H.V. asserts that his statement to the magistrate was "an effort to explain . . . that, while he desire[d] counsel, he [was] incapable of obtaining an attorney being merely a sixteen year old."
It is curious that the Court, citing only court of appeals and federal district court opinions, questions whether Askey is still good law. Not only is Askey precedent from our Court, but we reaffirmed the rule thirty-five years later in Johnson v. Newberry, and leading commentators cite Askey as accurately stating the Texas rule. See WILLIAM V. DORSANEO III, ET AL., 14 TEXAS LITIGATION GUIDE §§ 210A.04 (2007); 1 BARRY P. HELFT JOHN M. SCHMOLESKY, TEXAS CRIMINAL PRACTICE GUIDE §§ 1.101 (2008); JOHN D. MONTGOMERY, ET AL., 3 TEXAS FAMILY LAW: PRACTICE PROCEDURE U2.03 (2d ed. 2007).
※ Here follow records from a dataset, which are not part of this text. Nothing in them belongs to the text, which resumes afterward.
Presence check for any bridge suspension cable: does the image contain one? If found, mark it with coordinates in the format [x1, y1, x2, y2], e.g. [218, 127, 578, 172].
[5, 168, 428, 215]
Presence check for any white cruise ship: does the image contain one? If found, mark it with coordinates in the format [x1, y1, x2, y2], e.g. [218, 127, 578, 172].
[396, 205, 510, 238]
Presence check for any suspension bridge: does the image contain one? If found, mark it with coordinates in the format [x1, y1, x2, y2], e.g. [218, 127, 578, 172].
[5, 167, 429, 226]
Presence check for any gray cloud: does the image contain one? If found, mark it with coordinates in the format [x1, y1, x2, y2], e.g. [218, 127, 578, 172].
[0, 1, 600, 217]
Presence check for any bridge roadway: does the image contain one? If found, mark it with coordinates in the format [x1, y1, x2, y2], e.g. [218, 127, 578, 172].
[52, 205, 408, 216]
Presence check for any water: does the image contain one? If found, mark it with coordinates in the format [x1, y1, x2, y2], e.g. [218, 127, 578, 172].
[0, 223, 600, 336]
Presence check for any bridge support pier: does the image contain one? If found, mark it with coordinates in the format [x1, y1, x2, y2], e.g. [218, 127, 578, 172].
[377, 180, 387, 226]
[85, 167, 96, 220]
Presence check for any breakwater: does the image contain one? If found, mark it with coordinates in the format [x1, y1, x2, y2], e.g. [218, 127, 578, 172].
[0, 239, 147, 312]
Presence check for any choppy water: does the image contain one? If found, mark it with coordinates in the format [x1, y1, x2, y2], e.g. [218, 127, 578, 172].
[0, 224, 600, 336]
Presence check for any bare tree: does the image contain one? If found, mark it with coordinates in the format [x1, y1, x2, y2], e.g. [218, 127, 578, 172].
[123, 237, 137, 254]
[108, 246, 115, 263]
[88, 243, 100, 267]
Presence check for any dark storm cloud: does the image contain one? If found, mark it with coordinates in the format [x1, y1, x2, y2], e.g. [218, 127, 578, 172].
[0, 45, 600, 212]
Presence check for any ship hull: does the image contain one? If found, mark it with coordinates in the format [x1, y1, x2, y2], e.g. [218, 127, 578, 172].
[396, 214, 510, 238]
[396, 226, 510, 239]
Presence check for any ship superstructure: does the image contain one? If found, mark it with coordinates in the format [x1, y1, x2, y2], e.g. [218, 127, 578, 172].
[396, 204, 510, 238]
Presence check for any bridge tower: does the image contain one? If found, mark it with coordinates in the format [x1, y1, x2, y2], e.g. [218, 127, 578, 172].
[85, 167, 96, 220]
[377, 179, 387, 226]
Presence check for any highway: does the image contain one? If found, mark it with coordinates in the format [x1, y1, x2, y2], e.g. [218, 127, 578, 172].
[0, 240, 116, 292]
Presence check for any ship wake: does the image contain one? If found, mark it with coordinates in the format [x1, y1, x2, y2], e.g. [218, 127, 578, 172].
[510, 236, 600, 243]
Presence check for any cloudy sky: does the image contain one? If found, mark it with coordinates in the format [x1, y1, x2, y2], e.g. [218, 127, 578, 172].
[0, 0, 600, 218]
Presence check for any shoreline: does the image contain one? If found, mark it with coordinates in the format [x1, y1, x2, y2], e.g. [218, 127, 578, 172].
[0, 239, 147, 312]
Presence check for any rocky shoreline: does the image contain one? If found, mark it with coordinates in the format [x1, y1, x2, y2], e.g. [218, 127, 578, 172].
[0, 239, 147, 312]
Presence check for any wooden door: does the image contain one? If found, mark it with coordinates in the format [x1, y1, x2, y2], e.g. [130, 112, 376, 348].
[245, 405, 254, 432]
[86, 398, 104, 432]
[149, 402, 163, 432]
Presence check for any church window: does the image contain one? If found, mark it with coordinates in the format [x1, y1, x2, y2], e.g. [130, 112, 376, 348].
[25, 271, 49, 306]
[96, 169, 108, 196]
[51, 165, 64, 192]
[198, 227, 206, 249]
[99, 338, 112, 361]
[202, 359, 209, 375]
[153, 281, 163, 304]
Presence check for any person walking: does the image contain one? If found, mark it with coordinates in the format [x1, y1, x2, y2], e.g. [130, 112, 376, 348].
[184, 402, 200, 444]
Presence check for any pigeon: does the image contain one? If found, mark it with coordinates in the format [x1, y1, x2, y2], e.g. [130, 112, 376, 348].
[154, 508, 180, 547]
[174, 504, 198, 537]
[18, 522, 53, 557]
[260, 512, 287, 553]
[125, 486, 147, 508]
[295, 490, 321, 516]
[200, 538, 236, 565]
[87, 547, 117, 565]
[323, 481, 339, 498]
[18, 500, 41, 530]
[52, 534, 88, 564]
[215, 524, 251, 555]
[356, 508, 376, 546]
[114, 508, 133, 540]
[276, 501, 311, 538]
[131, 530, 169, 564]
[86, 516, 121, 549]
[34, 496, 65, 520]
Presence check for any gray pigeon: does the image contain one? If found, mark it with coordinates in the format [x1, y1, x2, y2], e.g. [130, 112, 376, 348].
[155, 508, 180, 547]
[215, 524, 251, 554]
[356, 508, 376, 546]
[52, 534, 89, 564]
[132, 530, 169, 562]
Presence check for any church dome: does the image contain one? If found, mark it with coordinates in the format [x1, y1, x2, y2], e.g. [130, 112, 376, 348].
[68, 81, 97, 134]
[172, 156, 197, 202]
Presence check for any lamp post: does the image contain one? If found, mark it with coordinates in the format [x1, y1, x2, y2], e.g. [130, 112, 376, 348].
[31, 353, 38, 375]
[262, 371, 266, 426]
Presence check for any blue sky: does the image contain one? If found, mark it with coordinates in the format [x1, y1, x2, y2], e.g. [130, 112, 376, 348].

And the venerable policy the rule promotes is as forceful today as it was in 1889. Thus, it is unclear why a minor's constitutional right to counsel, recognized by the Supreme Court in 1967, would weaken, rather than strengthen this rule. Nor is this tenet affected by a parent's duty to pay for such necessaries. See JOSEPH M. PERILLO, 7 CORBIN ON CONTRACTS § 27.8 (rev. ed. 2002) (noting that "[a]n infant is liable in quasi contract for necessaries furnished the infant" and "[t]he basis of this liability is thus considerably different from the liability of parents for necessaries furnished their children").
V
I agree that we have jurisdiction over this case and join parts I and II of the Court's opinion. I would not reach the suppression issue decided by the Court in part IV. Because H.V. did not unambiguously invoke his right to counsel, I would reverse the court of appeals' judgment suppressing the statement and the gun and therefore dissent from that part of the Court's judgment that holds otherwise.